Le Château des amants maudits - Beatrice Cenci, Riccardo Freda (1956)


 Au XVIème siècle, François Cenci, seigneur cruel, vit dans un château avec sa femme, Lucrèce, sa fille, Béatrice et son fils, Giacomo, issus d'un premier mariage. Lucrèce, devenue la maîtresse de Giacomo, complote avec celui-ci l'assassinat de son mari. Tous deux laissent accuser à leur place Béatrice et celui qu'elle aime, l'intendant Olympio.

Tout au long de sa carrière, Riccardo Freda porta haut les couleurs d’un cinéma populaire porté sur l’évasion et l’imaginaire. Sa carrière traverse toutes les mues du cinéma d’exploitation italien où il se pencha avec talent sur tous les genres en vogue du moment. Il brille dans les films de cape et d’épée produits entre la fin du fascisme et l’après-guerre (Don Cesare de Bazan (1942), L’Aigle noir (1942), Le Chevalie mystérieux (1948), Le Fils de D’Artagnan (1949)), le péplum historique (Spartacus (1952), Theodora, impératrice de Byzance (1954)) ou mythologique (Le Géant de Thessalie (1960)), ainsi que le thriller urbain ou gothique (Les Vampires (1957), L'Effroyable Secret du docteur Hichcock (1962) et  Le Spectre du professeur Hichcock (1963)). Des années 50 au début des années 60, Freda atteint sans doute son pic d’inspiration, se posant avec d’autres réalisateurs comme Pietro Francisci ou Vittorio Cottafavi comme une belle alternative au néoréalisme et ses évolutions, prisées par la critique.

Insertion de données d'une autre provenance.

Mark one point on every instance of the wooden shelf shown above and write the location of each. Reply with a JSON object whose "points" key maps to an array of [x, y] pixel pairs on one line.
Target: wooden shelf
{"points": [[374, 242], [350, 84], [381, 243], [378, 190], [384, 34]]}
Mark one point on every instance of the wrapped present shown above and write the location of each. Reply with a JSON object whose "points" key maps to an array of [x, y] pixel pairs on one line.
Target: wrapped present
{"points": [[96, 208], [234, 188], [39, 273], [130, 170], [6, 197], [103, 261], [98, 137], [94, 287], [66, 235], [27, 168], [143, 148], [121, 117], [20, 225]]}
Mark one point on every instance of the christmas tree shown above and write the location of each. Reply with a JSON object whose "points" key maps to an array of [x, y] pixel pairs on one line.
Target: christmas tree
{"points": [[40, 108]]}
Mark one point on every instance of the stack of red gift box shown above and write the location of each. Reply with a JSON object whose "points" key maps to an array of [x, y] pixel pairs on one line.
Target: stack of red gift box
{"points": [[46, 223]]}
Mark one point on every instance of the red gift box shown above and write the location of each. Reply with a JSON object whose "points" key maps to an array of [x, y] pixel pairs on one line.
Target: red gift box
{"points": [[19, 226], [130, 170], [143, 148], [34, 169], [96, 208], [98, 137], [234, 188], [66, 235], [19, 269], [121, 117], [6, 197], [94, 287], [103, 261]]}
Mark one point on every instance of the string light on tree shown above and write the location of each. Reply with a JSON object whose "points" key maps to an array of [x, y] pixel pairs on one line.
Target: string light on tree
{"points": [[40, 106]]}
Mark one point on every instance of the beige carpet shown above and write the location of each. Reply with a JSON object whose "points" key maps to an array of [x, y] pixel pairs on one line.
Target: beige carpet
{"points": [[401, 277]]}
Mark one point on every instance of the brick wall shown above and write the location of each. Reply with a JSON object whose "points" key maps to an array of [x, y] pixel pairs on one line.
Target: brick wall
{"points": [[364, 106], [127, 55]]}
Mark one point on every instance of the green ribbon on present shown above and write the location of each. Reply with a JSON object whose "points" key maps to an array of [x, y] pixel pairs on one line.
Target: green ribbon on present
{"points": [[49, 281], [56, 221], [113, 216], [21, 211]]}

Le Château des amants maudits se pose, avec son adaptation de Les Misérables (1948) comme un projet ambitieux et prestigieux se prêtant parfaitement à sa fibre romanesque. Il s’agit d’une évocation de la figure controversée et tragique de Béatrice Cenci, jeune noble italienne qui défraya la chronique pour sa condamnation au crime de parricide au cour du XVIe siècle. Par l’aspect à la fois sordide, criminel et émancipatoire de son acte, elle inspira largement la fiction par la suite que ce soit la littérature chez Stendhal ou Alexandre Dumas (un roman pour le premier, une nouvelle chez le second), le théâtre, l’opéra et bien sûr le cinéma. Le film de Freda est le quatrième sur Béatrice Cenci, suivant deux adaptions muettes et une parlante (produite en 1908, 1909 et 1941) et précédant celle de Lucio Fulci sortie en 1969. La marge de manœuvre n’est pas forcément grande sur ce type de récit, et l’apport de Freda reposera davantage sur la tonalité de l’histoire et l’atmosphère visuelle.

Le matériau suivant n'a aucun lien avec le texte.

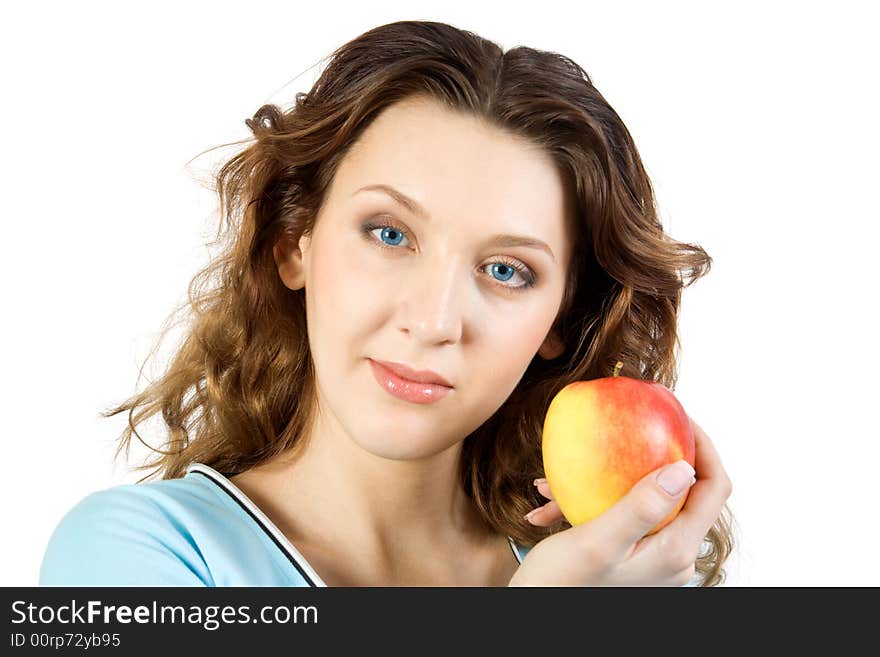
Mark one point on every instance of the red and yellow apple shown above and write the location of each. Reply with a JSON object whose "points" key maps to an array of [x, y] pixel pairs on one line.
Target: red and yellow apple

Un des changements majeurs est ici de faire de Béatrice Cenci une innocente, ce qui orientera toute l’approche d’ensemble. En effet, fort de cette injustice annoncée qui se dessine progressivement, toute l’esthétique du film doit tendre vers une fatalité et tragédie qui se traduira essentiellement par l’image. Le scénario (coécrit entre autres par Jacques Rémy, père de Olivier Assayas) s’oriente de façon assez mécanique et grossière vers cette issue dramatique dans une construction où se multiplient les redites (Olympio s’enfuyant sans Béatrice malgré ses demandes, pour revenir la chercher deux scènes plus tard car l’intrigue nécéssite son implication dans la mort du père) et les trous (quelle raison justifie la reprise de l’enquête puis du jugement après l’abandon initial ?) pour parvenir au forceps du point A romanesque au point B de la réalité des évènements.

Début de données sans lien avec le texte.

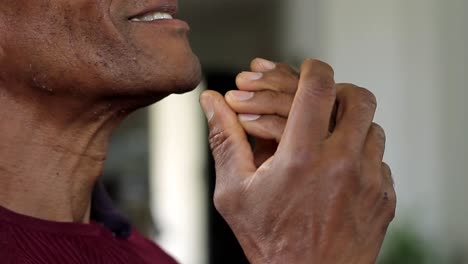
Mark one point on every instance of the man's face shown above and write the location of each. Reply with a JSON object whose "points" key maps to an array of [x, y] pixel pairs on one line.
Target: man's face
{"points": [[92, 48]]}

Ces écueils s’estompent fort heureusement en grande partie grâce à l’imagerie chatoyante du film. La reconstitution est soignée mais, tout dans la direction artistique semble nous plonger dans une rêverie, ou plutôt un cauchemar imprégné de la destinée funeste de Béatrice (Mireille Granelli) et ce dès la tonitruante scène d’ouverture où nous suivons sa fuite éperdue en forêt durant une nuit d’orage. Les cadrages et compositions de plans constituent des tableaux dans lesquels Béatrice apparaît figée dans sa beauté triste, écrasée par son sa tragédie en marche à la manière d’un modèle de peinture préraphaélite. Freda y travaille soit le vide opaque (le gris des murs du château puis de la géôle de Béatrice) symbolisant l’avenir tracé et bouché de l’héroïne, soit une surcharge de couleurs à travers les éléments de décors et les costumes symbolisant les sentiments tourmentés des personnages. 

La proximité et l’affection incestueuse de Francesco Cenci (Gino Cervi) envers sa fille dans sa chambre se voit ainsi auréolé en arrière-plan de teintes roses et vives romantiques en totale inadéquation avec la situation. Dans l’ensemble, plus la photo de Gábor Pogány se gorge de filtre et manifeste explicitement son artificialité, plus les émotions s’avèrent troubles et torturées. Les amours tendres et chaste entre Béatrice de Olimpio (Fausto Tozzi) se déroule ainsi dans de sompteux extérieurs naturels, en plein jour. Lorsque cet amour se nourrit de noirs desseins, ce sera lors d’une scène de retrouvailles nocturnes dans le château où, lorsque les blessures de Béatrice se révèlent progressivement dans l’obscurité, les instincts meurtriers et le désir de vengeance d’Olimpio s’accentuent.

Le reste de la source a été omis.